Menurut Presiden, saat ini dunia sedang tidak dalam situasi baik-baik saja karena banyak fenomena domestik negara lain yang berdampak global.
Situasi tersebut antara lain persoalan inflasi dan tingginya suku bunga di Amerika Serikat (AS), perlambatan dan krisis properti di Tiongkok, hingga peningkatan tensi geopolitik berupa perang di Ukraina dan Gaza.
“Oleh sebab itu, dampak dari perang yang ada harus sama-sama kita antisipasi. Karena kalau sudah yang namanya perang ini ganggunya ke mana-mana. Gangguan rantai pasok global, lonjakan harga pangan, lonjakan harga energi, semuanya akan terdampak semuanya,” jelasnya.
Baca Juga: Tekankan Anggaran Harus Tepat Sasaran, Presiden Serahkan DIPA dan TKD 2024
Selain situasi tersebut, dunia juga saat ini merasakan langsung dampak perubahan iklim, terutama pada situasi pangan di Indonesia. Pemanasan global telah membuat produksi pangan Indonesia menurun, ditambah dengan pembatasan ekspor pangan dari 22 negara.
Di tengah berbagai tantangan tersebut, Presiden Jokowi bersyukur bahwa ekonomi Indonesia masih tumbuh dan stabil di kisaran 5 persen, serta inflasi yang cenderung stabil pada kisaran 2,6 persen.

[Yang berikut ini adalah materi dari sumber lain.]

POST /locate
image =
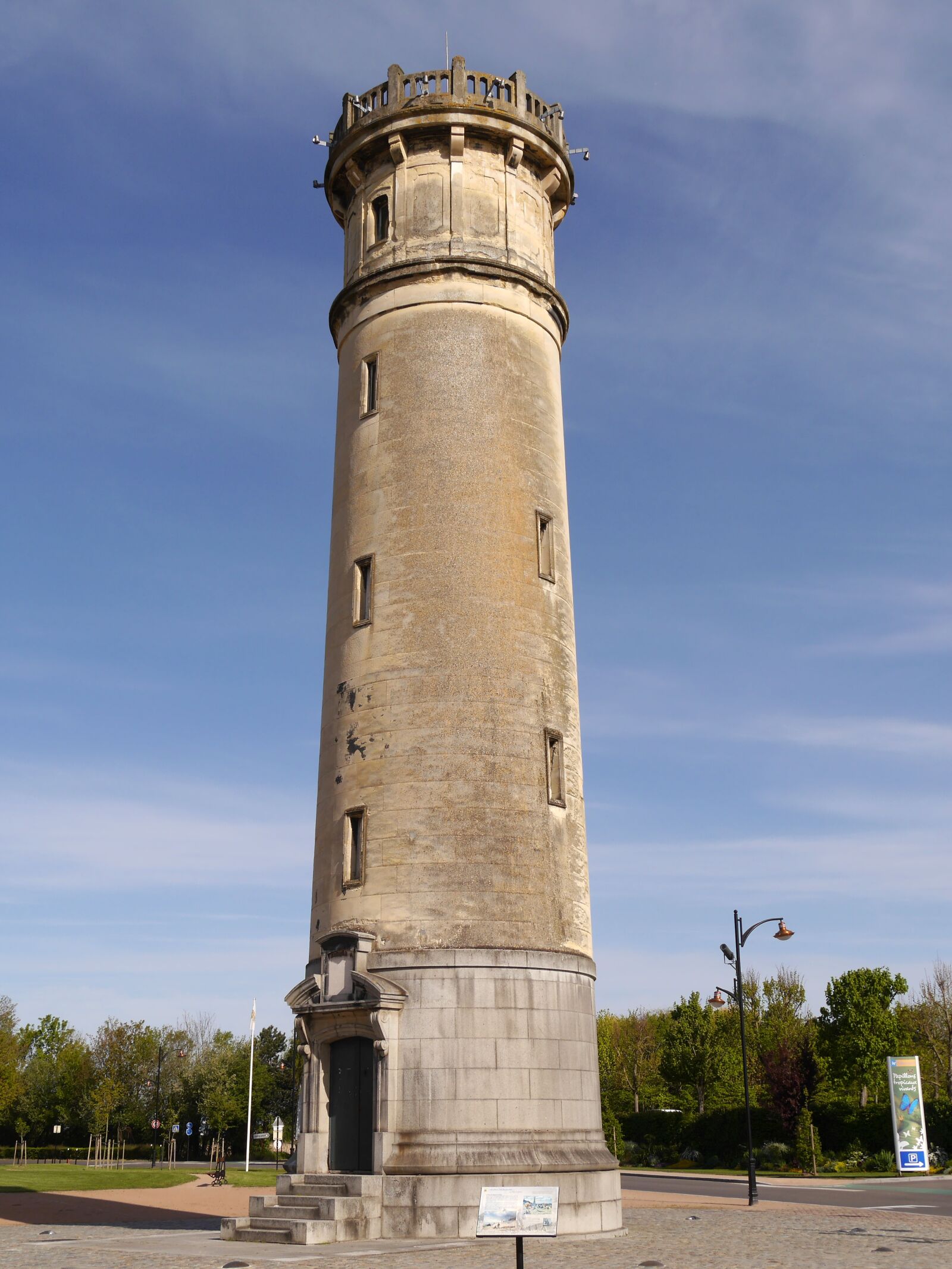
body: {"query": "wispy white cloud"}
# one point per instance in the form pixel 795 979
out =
pixel 118 831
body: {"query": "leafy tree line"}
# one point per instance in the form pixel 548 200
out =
pixel 688 1058
pixel 108 1083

Sebagai perbandingan, Presiden Jokowi menyebut pertumbuhan ekonomi di sejumlah negara, antara lain, Malaysia 3,3 persen, AS 2,9 persen, Republik Korea 1,4 persen, dan Uni Eropa 0,1 persen.
“Artinya apa? Kita harus optimistis, tetapi tetap harus waspada, tetap harus hati-hati. Waspada pada perubahan yang super cepat, perubahan terhadap disrupsi teknologi yang juga super cepat. Memang kita harus prudent dalam melangkah, tetapi juga jangan terlalu hati-hati. Kredit terlalu hati-hati, semuanya terlalu hati-hati, akibatnya kering perputaran di sektor riil,” pungkasnya.